- Origin: Osaka Prefecture, Japan
- Genres: J-pop
- Occupation: Musician
- Instruments: Vocals, lyre
- Years active: 1988–present
- Website: youmi-kimura.com

= Youmi Kimura =

Japanese singer and lyre performer

Youmi Kimura (木村 弓, Kimura Yumi) is a Japanese singer and lyre performer. She is best known for her compositions on the soundtracks of Studio Ghibli films.

== Career ==

Kimura was born in Osaka Prefecture and attended Kobe College. She studied the piano at California State University, Fresno. After returning to Japan, she began performing as a vocalist with lyre accompaniment in 1988.

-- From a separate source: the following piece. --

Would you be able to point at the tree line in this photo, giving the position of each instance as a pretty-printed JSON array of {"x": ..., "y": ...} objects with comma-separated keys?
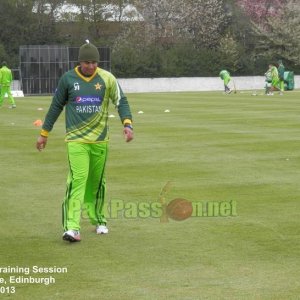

Taking inspiration from the films of Hayao Miyazaki, Kimura recorded the song "Always With Me". Miyazaki favored the song, and planned to use it in his project "Rin the Chimney Painter", which was ultimately canceled. It was eventually used as the closing theme of Spirited Away (2001). She reflected on Spirited Away receiving the Academy Award for Best Animated Feature in 2003, saying "the view of the world Miyazaki animation impressed on people's hearts transcends culture and lifestyle."

Kimura wrote the song "Promise of the World", which was rearranged and featured as the closing theme of another of Miyazaki's films, Howl's Moving Castle (2004).

== Accolades ==

"Always With Me" placed 43rd on the 2001 annual singles chart in Japan, with an estimated 404,000 CD sales. Along with Joe Hisaishi, Kimura was awarded the Music Award at the 56th Mainichi Film Awards for their work on the soundtrack of Spirited Away. She also received a Special Award from the Association at the 25th Japan Academy Film Prize.

In 2005, Kimura was presented with the Los Angeles Film Critics Association Award for Best Music along with Joe Hisaishi for their work on Howl's Moving Castle.